「なあ、あと一週間だけ、待ってくれないか」

 そんな締め切りを引き延ばそうとする作家のような台詞と共に、彼は突然やって来た。
 身に纏う古びたローブは夜闇のように深く、フードから覗く柔らかそうな髪は烏の濡れ羽根色。瞳は硝子細工のように暗く澄んで、闇に紛れてしまいそうなその青年の容姿は、喧騒の中でどこか作り物めいている。
 そんな彼を、忙しなく人の行き交う夕方の駅のホームで佇んだまま、私は思わず凝視する。私の目の前に現れたのは、漆黒の死神だった。

「あんまり見るな。それで、どうなんだ。待ってくれるのか?」
「……何で、一週間なの?」
「あんたの死亡予定日、一週間後なんだよ。

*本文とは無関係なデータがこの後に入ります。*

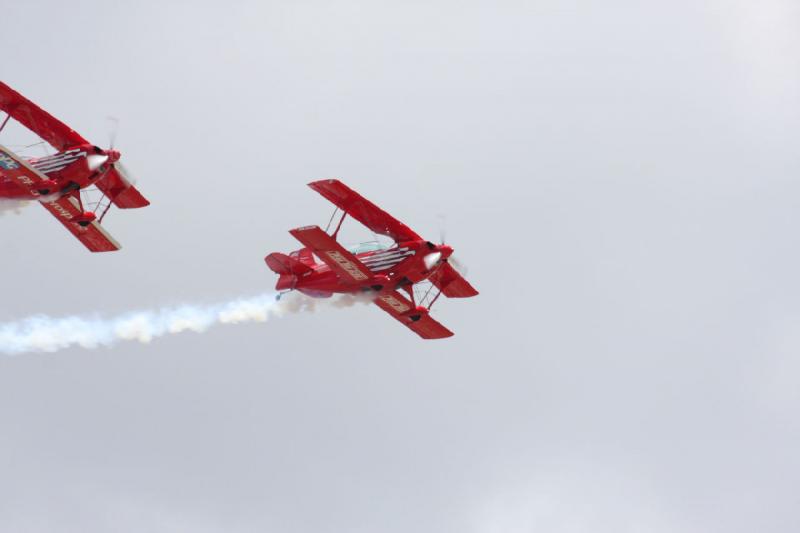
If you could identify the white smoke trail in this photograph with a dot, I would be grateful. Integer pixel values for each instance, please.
(42, 333)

今死なれたら、色々手続きが面倒くさい」
「何それ」

 自殺を止めに来たにしては、何とも自分本意な青年の言い分に、思わず脱力してしまう。
 そうこうしてる内に、飛び込み予定だった電車は時刻きっちりに駅のホームに到着してしまった。乗らずに立ち止まる私を迷惑そうに避けて、人々はその狭い箱にぎゅうぎゅうになって詰め込まれていき、やがて走り去る。
 出鼻を挫かれた私は適当なベンチに腰かけて、黒衣の青年を見上げた。

「一週間待つメリットは?」
「……は?」
「文字通り人の『決死の覚悟』を邪魔しておいて、何もないなんて言わないよね?」

 予想外の言葉だったのだろう、青年はどこまでも暗いのに綺麗な目を見開いて、すぐに苦虫を噛み潰したような顔をする。整った顔が台無しだ。
 今までの私なら、きっと何も言えないまま受け入れただろう。けれど、鞄に簡素な遺書を忍ばせて、とっくに死を覚悟した私には、もう何も怖いものなんてなかった。

「……一つ願いを叶える、とか?」
「ふうん? まあいいか。願いなんかないけど、どうせ捨てる命だもん。最後くらい、誰かの役に立ってみせようじゃない」

 そんな私の慈悲の心に、死神は心底安心したように頷いた。
 こうして『死にたかった私』と『死なせまいとする死神』の、奇妙な一週間は始まった。


*****


「私、雨。五月雨って書いて『さみだれ』じゃなくて『さつきあめ』っていうの」
「知ってる」
「あなたの名前は?」
「……夜」
「へえ、いい名前。宜しくね、夜」

 真っ黒な装いの彼には、とても似合いの名前だと思った。ちなみに五月雨とは、梅雨のことだ。そんな名前にぴったりのどんよりとした季節の中、死に損なった私は死神を連れて、もう二度と帰らないと思っていたぼろアパートに戻る。
 どうやら彼の姿は私にしか見えないようで、外で彼と話していると、私は一人虚空に向かって語りかけるどう見ても不審者の類いだった。流石に死ぬ前に警察のお世話になるつもりはない。

「どうぞ」
「……お邪魔します」

 思いの外丁寧な死神は、土砂降りの中歩いて来たにも関わらず水濡れ一つしていない綺麗な靴を脱いで、綺麗に並べてから家財一式整理してしまった何もない部屋に上がる。
 がらんどうの部屋の隅、戸惑いながら居心地悪そうに佇む彼の様子がまるで拾ってきた犬猫みたいで、何だかおかしくて、思わず笑ってしまった。
 そしてすぐに、はっとする。笑みが溢れるなんて、一体いつぶりだろうか。自分でも驚いて、思わず口許を手で覆った。

「どうした?」
「何でもない」
「……一週間後、あんたの魂を俺が狩る。それまで、勝手に死なないよう見張らせて貰うからな」
「もうしないよ。一週間したら、どうせ勝手に死ぬんでしょ?」
「運命に抗って自殺未遂する奴の言うことなんか信じるか」
「え、運命に抗うとか何か格好いい……」
「……あんた、死神の存在をあっさり信じたり、死ぬと言われても動じなかったり、それだけ肝が据わってるのに何で……」

 何で、死のうとしたのか。夜の問いたいことはすぐにわかった。けれど彼はその先の言葉を飲み込んだ。うっかり語らせてまた死ぬ気になったら困ると思ったのか、下手に踏み込むまいと決めたのか、そのまま何とも言えない沈黙は外の雨音に紛れて、やがて自然に消えてしまった。私は仕切り直して、明るく問い掛ける。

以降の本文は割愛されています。